- Power type: Steam
- Rebuilder: RAW Weiden
- Rebuild date: 1934–1941
- Number rebuilt: 29
- Configuration:: ​
- • Whyte: 2-8-0T
- • UIC: 1′D h2t
- • German: L 45.11
- Gauge: 1,435 mm (4 ft 8+1⁄2 in)
- Leading dia.: 0,800 mm (2 ft 7+1⁄2 in)
- Driver dia.: 1,006 mm (3 ft 3+5⁄8 in)
- Wheelbase:: ​
- • Axle spacing (Asymmetrical): 2,200 mm (7 ft 2+5⁄8 in) +; 1,415 mm (4 ft 7+3⁄4 in) +; 1,415 mm (4 ft 7+3⁄4 in) +; 1,070 mm (3 ft 6+1⁄8 in) =;
- • Engine: 6,100 mm (20 ft 1⁄8 in)
- Length:: ​
- • Over headstocks: 8,900 mm (29 ft 2+3⁄8 in)
- • Over buffers: 10,200 mm (33 ft 5+5⁄8 in)
- Height: 4,250 mm (13 ft 11+5⁄16 in)
- Axle load: 10.6 t (10.4 long tons; 11.7 short tons)
- Adhesive weight: 42.5 t (41.8 long tons; 46.8 short tons)
- Empty weight: 40.5 t (39.9 long tons; 44.6 short tons)
- Service weight: 50.7 t (49.9 long tons; 55.9 short tons)
- Fuel type: Coal
- Fuel capacity: 2.6 t (2.6 long tons; 2.9 short tons)
- Water cap.: 5.1 m^{3} (1,120 imp gal; 1,350 US gal)
- Firebox:: ​
- • Grate area: 1.34 m^{2} (14.4 sq ft)
- Boiler:: ​
- • Pitch: 2,450 mm (8 ft 1⁄2 in)
- • Tube plates: 3,500 mm (11 ft 5+3⁄4 in)
- • Small tubes: 44.5 mm (1+3⁄4 in), 89 off
- • Large tubes: 133 mm (5+1⁄4 in), 12 off
- Boiler pressure: 12 kg/cm^{2} (11.8 bar; 171 psi)
- Heating surface:: ​
- • Firebox: 5.58 m^{2} (60.1 sq ft)
- • Tubes: 38.65 m^{2} (416.0 sq ft)
- • Flues: 16.50 m^{2} (177.6 sq ft)
- • Total surface: 61.00 m^{2} (656.6 sq ft)
- Superheater:: ​
- • Heating area: 18.93 m^{2} (203.8 sq ft)
- Cylinders: Two
- Cylinder size: 508 mm × 460 mm (20 in × 18+1⁄8 in)
- Loco brake: Compressed air brakes
- Maximum speed: 55 km/h (34 mph)
- Power output: 450 PS (331 kW; 444 hp)
- Tractive effort: 101 kN (22,700 lbf)
- Operators: Deutsche Reichsbahn-Gesellschaft; Deutsche Reichsbahn; Deutsche Bundesbahn;
- Numbers: 98 1101 – 98 1129
- Retired: 1960–1968

= DRG Class 98.11 =

The Class 98.11 steam locomotives of the Deutsche Reichsbahn were rebuilds of the Bavarian Class GtL 4/4 (DRG Class 98.8-9).

Because the riding qualities of the Class 98.10 were still not good enough to raise the speed of branch line (Lokalbahn) trains in Bavaria significantly, the Reichsbahn decided in 1934 to rebuild a Class GtL 4/4 engine (no. 98 906). Amongst other things, it was given an additional leading axle. As a result, the boiler and driver's cab had to be moved forward, which resulted in their having to be raised by 250 mm.

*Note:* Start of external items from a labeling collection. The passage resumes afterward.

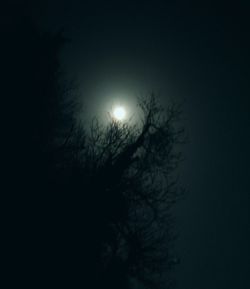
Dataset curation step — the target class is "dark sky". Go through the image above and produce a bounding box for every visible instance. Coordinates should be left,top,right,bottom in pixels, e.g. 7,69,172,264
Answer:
27,0,250,289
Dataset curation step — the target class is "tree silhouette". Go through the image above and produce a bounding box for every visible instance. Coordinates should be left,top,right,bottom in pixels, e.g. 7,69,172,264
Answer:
5,11,183,289
53,95,184,288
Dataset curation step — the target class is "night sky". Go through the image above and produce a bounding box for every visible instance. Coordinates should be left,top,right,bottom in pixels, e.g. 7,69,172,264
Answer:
12,0,250,289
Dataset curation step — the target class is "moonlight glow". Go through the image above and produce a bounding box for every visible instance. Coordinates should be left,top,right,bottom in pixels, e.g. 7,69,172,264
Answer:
113,106,126,121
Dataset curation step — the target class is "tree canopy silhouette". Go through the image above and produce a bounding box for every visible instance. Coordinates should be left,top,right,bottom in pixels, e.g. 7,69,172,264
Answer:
52,95,184,288
6,11,183,289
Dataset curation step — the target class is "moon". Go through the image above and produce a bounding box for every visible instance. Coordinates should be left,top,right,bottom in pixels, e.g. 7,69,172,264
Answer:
113,106,126,121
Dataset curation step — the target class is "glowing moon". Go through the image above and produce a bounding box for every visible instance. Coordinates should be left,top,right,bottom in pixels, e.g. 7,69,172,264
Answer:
113,106,126,121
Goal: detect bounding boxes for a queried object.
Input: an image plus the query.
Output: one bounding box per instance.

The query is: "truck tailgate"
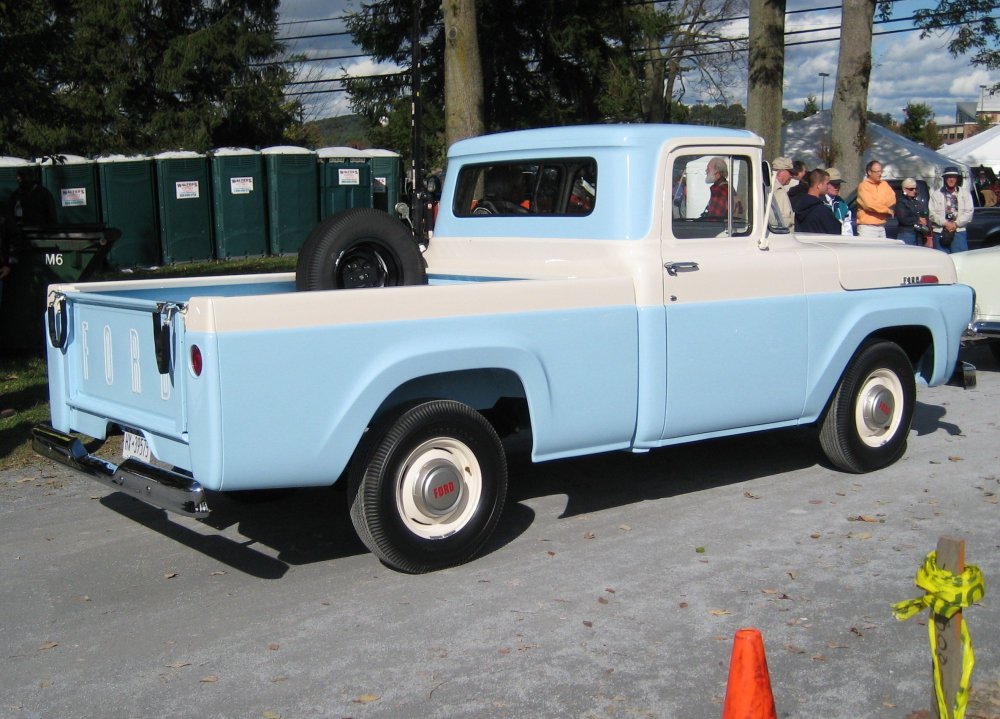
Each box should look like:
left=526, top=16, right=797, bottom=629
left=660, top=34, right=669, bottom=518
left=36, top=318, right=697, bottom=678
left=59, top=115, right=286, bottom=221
left=47, top=291, right=185, bottom=440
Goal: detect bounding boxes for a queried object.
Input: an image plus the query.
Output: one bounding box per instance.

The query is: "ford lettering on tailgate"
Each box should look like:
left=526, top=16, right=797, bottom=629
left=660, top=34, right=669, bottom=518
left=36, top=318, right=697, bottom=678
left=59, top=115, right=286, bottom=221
left=70, top=298, right=182, bottom=434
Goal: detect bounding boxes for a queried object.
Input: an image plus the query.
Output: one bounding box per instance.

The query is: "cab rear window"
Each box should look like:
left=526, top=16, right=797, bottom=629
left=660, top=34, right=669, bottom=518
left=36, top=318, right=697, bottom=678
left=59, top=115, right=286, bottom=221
left=452, top=158, right=597, bottom=217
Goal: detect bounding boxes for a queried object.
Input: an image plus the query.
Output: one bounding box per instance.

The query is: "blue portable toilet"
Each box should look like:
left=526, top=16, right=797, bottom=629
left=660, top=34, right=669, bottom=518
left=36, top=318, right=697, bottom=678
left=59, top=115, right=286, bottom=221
left=41, top=154, right=101, bottom=225
left=316, top=147, right=372, bottom=219
left=97, top=155, right=162, bottom=269
left=261, top=145, right=319, bottom=255
left=363, top=149, right=403, bottom=217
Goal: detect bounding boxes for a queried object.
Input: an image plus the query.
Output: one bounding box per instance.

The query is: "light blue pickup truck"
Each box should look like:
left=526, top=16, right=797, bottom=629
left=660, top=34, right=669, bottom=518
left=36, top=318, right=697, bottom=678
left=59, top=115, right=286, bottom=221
left=34, top=125, right=973, bottom=572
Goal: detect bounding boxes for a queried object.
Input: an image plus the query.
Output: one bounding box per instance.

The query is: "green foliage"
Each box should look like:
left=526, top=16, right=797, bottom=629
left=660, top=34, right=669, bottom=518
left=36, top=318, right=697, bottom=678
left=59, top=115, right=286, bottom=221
left=913, top=0, right=1000, bottom=83
left=0, top=0, right=299, bottom=156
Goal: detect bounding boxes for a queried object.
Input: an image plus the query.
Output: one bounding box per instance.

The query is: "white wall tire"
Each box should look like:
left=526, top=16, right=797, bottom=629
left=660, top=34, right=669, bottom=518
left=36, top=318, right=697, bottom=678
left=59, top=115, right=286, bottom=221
left=819, top=340, right=916, bottom=473
left=348, top=400, right=507, bottom=573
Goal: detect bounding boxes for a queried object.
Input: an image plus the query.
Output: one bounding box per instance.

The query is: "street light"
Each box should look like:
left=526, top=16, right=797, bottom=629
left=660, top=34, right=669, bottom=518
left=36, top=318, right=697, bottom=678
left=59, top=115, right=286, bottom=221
left=819, top=72, right=830, bottom=112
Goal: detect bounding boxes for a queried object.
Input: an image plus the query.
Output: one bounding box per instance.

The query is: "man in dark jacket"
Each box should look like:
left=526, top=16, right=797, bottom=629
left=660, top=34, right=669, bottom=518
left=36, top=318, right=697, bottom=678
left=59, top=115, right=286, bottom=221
left=792, top=169, right=841, bottom=235
left=8, top=167, right=56, bottom=225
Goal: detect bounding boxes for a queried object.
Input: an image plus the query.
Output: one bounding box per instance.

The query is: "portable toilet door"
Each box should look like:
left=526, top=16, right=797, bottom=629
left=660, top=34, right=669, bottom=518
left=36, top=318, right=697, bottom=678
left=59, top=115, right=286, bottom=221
left=316, top=147, right=372, bottom=219
left=364, top=150, right=403, bottom=217
left=97, top=155, right=162, bottom=269
left=41, top=155, right=101, bottom=225
left=210, top=147, right=267, bottom=260
left=153, top=151, right=213, bottom=264
left=261, top=145, right=319, bottom=255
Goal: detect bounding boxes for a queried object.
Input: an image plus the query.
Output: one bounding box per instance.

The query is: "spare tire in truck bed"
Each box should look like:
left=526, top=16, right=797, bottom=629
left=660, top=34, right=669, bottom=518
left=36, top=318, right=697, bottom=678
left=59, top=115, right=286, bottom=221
left=295, top=207, right=427, bottom=290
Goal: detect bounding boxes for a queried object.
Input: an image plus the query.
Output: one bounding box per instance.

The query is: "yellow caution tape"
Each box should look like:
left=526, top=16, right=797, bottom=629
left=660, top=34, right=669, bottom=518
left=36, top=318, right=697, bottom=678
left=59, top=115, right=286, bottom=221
left=892, top=552, right=986, bottom=719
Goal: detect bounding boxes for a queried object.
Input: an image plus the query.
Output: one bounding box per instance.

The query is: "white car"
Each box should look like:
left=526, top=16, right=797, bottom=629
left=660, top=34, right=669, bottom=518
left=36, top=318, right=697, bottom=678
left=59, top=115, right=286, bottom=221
left=951, top=247, right=1000, bottom=361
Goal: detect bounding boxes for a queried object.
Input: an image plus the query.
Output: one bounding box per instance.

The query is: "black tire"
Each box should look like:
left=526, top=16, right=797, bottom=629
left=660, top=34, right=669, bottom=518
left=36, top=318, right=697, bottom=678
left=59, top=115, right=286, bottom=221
left=819, top=341, right=917, bottom=474
left=295, top=208, right=427, bottom=290
left=348, top=400, right=507, bottom=574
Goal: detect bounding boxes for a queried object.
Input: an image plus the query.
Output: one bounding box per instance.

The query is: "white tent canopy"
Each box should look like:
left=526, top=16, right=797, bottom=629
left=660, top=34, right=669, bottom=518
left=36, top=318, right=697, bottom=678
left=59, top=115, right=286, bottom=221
left=941, top=125, right=1000, bottom=174
left=780, top=110, right=969, bottom=187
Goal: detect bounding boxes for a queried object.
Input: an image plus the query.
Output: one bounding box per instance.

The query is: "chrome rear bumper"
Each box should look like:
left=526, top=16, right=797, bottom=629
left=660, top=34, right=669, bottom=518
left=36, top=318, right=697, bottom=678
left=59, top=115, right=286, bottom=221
left=31, top=424, right=208, bottom=519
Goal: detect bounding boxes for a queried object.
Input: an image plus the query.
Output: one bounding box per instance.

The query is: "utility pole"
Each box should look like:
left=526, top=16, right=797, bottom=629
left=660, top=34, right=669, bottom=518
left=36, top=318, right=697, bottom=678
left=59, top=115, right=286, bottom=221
left=410, top=0, right=427, bottom=245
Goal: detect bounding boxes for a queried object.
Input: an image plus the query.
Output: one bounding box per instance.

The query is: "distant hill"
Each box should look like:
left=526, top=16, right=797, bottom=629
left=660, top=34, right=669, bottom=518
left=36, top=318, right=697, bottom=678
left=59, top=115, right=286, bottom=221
left=305, top=115, right=371, bottom=150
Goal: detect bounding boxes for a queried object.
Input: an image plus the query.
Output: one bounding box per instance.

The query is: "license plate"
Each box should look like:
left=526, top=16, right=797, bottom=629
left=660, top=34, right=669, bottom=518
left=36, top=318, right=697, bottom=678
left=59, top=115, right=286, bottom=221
left=122, top=432, right=152, bottom=462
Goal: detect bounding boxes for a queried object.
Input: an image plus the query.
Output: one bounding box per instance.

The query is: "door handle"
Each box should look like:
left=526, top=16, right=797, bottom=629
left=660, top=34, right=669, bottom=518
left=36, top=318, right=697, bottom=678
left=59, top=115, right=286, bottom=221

After trials with the locomotive had proved successful, it was decided to modify another 26 engines by 1939 and to allocate them to a new locomotive class. A further engine followed in each of the years 1940 and 1941. The rebuilds were given numbers 98 1101 - 98 1129.

The permitted top speed of the rebuilds could be raised to 55 km/h, compared with 40 km/h for the GtL 4/4 and 45 km/h for the Class 98.10.

All 29 locomotives survived the Second World War. Apart from 98 1108, which went to the DR in East Germany, they all went into the Deutsche Bundesbahn. The East German engine was retired in 1967; those in the West between 1960 and 1968.